George, Wes E [NTK] Wesley.E.George at sprint.com
Fri Jan 21 09:30:53 EST 2011


> -----Original Message-----
> From: arin-ppml-bounces at arin.net [mailto:arin-ppml-bounces at arin.net] On
> Behalf Of Owen DeLong
> Sent: Friday, January 21, 2011 5:18 AM
> 
> That's absurd. If any registry reserves a /10, I'm sure all the
> registries will
> encourage their members to use that /10. To the best of my knowledge,
> there are no plans to submit this proposal to any other registries (and
> I talked to the proposal author about it the day before yesterday in
> person).

[WES] *IF* we consider this policy, it should be a global policy in order to
remove all doubt that this is the intent. I don't like the idea of ARIN
reserving a block and *hoping* that folks from other regions will know about
it and use it. 
> 
> I think in principle, you really can assume that the RIRs are not
> insane
> and won't commit wanton acts of destruction on the community.
>
[WES] Perhaps, but you can't necessarily assume that they will be in
lock-step coordination on this, especially since a similar proposal has
already been shot down at least once in another region. What are they going
to do, ask each applicant "is this for an inside NAT444 pool?" so that they
can redirect them to the shared address space instead of just approving
their request for space? Without any policy mandate to do so? Now who's
being absurd?
 
> On the other hand, what I think you will see if this policy does get
> bogged
> down is a situation where many of the larger providers that are asking
> for this will each go apply for their own allocations and they may or
> may
> not coordinate sharing that with others. I think that is a far less
> desirable
> alternative than getting this policy through.

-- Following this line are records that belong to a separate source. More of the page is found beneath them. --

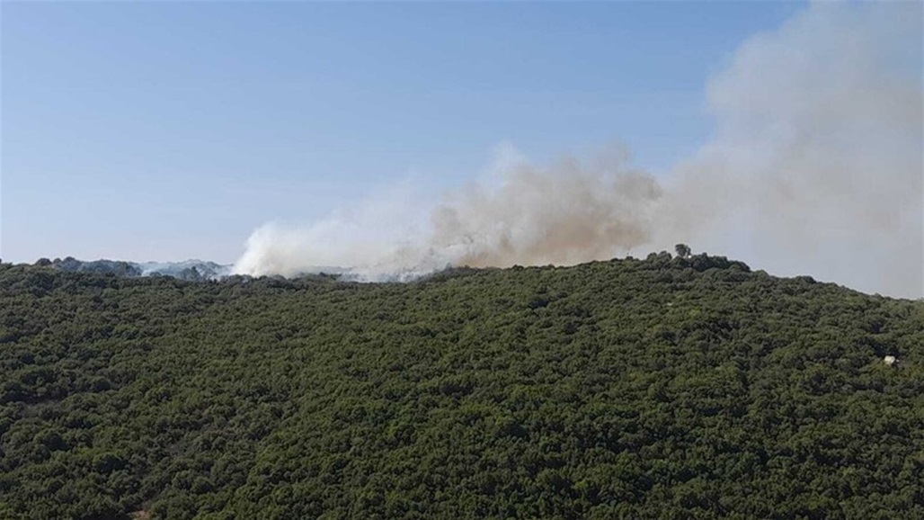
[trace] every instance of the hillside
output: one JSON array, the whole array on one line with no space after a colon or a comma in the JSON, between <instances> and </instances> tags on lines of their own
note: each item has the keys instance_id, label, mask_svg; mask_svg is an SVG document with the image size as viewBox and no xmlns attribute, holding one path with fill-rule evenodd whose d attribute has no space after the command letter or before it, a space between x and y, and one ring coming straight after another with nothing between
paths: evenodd
<instances>
[{"instance_id":1,"label":"hillside","mask_svg":"<svg viewBox=\"0 0 924 520\"><path fill-rule=\"evenodd\" d=\"M0 518L924 518L922 360L924 303L706 255L3 264Z\"/></svg>"}]
</instances>

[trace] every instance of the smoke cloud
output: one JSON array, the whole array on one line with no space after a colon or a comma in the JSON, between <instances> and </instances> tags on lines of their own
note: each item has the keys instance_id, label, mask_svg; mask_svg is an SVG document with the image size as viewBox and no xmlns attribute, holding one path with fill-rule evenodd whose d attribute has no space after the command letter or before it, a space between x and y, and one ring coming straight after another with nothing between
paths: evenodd
<instances>
[{"instance_id":1,"label":"smoke cloud","mask_svg":"<svg viewBox=\"0 0 924 520\"><path fill-rule=\"evenodd\" d=\"M712 139L656 180L621 150L535 165L507 149L443 196L409 183L307 227L270 224L238 273L569 265L687 242L780 275L924 295L922 5L817 3L707 85Z\"/></svg>"}]
</instances>

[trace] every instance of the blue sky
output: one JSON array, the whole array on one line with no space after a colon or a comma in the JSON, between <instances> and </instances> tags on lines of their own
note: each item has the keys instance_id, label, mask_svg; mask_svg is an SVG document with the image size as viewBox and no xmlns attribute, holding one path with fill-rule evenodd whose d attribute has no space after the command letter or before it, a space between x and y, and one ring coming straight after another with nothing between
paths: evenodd
<instances>
[{"instance_id":1,"label":"blue sky","mask_svg":"<svg viewBox=\"0 0 924 520\"><path fill-rule=\"evenodd\" d=\"M233 262L504 142L658 174L709 139L707 80L804 6L4 2L0 256Z\"/></svg>"}]
</instances>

[WES] As I have said in the IETF discussion, this is sabre-rattling and
empty threats. It's not like some cabal of ISPs has been holding back on
requesting more addresses hoping that this passes and when it doesn't could
show up tomorrow and jointly request enough address space to empty ARIN's
(and IANA's) coffers. If they could justify the space, they would have
already done so, knowing full well that IPv4 address space was about to
become much more difficult to come by. The altruistic angle of this is being
oversold - they're running a business, and if they deliberately put that
business in jeopardy by not getting the resources they need and can justify
while they were available, their employment would be in jeopardy.

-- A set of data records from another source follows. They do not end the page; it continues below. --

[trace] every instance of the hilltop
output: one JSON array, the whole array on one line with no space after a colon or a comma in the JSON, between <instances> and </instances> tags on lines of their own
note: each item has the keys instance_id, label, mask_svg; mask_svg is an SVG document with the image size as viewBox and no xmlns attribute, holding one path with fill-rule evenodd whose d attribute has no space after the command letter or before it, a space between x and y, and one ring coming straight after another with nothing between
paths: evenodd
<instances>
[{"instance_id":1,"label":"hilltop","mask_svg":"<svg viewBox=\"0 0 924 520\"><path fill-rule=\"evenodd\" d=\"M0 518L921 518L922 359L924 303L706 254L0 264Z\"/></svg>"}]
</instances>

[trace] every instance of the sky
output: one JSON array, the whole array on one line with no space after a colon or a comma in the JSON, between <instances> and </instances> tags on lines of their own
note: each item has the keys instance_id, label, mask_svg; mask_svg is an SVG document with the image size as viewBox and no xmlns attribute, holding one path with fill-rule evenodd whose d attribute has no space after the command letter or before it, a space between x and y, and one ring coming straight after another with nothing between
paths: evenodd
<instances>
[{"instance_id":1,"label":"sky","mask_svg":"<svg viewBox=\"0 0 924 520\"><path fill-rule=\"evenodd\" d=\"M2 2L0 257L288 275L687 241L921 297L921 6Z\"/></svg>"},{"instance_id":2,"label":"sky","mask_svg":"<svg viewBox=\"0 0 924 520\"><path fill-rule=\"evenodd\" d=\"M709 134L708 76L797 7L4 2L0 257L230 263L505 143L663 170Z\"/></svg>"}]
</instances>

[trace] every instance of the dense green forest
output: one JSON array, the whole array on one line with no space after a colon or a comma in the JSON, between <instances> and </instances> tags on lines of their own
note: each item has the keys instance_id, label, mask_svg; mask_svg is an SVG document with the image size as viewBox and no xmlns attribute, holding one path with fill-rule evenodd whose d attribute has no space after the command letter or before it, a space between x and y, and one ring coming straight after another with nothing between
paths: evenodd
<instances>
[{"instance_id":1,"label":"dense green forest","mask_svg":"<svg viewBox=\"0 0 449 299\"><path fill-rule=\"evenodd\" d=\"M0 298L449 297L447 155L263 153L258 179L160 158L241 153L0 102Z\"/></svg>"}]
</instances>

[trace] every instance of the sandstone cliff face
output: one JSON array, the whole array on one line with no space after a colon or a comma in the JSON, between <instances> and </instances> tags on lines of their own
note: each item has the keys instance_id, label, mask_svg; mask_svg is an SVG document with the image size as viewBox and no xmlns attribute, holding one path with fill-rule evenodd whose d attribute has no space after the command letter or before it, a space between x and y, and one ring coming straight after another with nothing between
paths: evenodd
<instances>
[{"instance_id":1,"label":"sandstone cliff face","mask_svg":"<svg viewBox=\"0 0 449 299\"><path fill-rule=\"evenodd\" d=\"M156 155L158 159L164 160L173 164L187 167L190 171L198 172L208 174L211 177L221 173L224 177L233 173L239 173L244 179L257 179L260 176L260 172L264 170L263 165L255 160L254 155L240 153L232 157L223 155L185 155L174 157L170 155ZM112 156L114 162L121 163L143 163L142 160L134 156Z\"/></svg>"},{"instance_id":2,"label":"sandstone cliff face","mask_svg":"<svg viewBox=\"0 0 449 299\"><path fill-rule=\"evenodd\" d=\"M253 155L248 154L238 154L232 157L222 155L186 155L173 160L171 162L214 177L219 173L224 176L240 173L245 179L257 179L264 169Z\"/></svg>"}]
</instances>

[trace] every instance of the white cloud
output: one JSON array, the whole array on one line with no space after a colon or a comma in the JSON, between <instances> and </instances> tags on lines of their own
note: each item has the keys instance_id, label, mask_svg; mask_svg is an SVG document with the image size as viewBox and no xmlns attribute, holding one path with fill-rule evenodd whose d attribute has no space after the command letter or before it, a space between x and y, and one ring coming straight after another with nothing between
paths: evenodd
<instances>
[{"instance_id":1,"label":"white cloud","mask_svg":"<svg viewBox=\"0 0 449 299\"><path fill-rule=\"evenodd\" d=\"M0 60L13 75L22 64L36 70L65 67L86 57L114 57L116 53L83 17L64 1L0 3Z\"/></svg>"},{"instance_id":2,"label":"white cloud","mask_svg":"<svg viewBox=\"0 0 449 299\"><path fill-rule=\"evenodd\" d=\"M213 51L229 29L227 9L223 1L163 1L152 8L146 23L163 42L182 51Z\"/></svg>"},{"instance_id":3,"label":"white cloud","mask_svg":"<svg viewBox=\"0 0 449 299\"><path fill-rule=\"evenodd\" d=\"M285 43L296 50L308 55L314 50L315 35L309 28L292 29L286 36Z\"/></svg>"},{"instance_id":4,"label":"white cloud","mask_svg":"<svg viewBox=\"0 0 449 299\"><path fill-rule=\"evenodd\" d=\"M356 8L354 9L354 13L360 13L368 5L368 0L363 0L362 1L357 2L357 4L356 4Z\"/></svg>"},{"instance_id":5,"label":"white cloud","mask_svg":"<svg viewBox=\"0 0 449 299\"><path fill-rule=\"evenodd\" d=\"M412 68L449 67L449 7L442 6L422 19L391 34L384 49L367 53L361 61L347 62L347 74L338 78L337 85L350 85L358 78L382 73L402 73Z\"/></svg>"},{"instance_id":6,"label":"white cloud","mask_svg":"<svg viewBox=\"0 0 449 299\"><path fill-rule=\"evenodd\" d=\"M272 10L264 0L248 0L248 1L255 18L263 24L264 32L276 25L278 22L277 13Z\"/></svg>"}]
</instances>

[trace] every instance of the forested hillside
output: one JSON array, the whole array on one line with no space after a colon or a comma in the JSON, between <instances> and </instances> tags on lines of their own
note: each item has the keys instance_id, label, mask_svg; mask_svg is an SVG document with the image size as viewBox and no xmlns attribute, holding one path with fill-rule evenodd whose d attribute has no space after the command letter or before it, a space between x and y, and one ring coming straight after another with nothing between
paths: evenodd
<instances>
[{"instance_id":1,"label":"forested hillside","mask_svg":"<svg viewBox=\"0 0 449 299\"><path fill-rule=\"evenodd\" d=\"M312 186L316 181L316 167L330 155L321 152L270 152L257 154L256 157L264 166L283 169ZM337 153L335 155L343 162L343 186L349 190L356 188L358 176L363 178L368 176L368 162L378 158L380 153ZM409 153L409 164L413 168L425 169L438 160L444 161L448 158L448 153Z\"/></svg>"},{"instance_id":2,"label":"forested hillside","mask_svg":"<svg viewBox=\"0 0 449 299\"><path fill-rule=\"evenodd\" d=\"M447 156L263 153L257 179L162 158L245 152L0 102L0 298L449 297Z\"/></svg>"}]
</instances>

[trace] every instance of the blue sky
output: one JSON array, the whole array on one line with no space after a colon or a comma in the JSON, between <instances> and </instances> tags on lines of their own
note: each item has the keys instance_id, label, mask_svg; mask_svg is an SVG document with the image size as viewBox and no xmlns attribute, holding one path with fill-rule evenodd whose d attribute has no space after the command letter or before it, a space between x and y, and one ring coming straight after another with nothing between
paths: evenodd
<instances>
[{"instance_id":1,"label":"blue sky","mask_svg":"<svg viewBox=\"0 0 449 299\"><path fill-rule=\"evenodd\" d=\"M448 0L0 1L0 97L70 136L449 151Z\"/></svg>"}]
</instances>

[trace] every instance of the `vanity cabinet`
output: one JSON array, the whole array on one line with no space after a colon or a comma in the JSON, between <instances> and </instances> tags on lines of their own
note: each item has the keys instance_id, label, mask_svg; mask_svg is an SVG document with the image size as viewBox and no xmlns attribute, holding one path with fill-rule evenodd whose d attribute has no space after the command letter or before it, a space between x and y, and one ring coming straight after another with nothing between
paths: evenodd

Broadband providers *already* have enough IPv4 space for their existing
customers, so they only need enough space for customer growth. Given that
most of them are in the business of providing internet service over a
physical connection, they are limited by the footprint of their service
area, and that growth potential is similarly limited. Even if they grow via
absorption of smaller players, those players should come with some IP
addressing resources. Since this is also a discussion framed by the need to
support *legacy* equipment, the concern about retroactive support for IPv4
is also losing veracity. Greenfield network expansions, or even new customer
acquisitions within existing footprint can't complain about legacy
installed-base that can't support IPv6, meaning that the need for NAT444 is
limited to support for devices in the home that can't support IPv6 - which
should start to become an ever-shrinking number.
The major exception I can think of in this case is mobile providers, who are
seeing a dramatic increase in the amount of data usage in their existing
customer footprint, meaning that their IP address pool oversubscription
ratios keep dropping. However, many mobile providers are already doing NAT44
using either RFC1918 or squatting on Bogon space. So again, we're
oversensationalizing the urgency of this issue.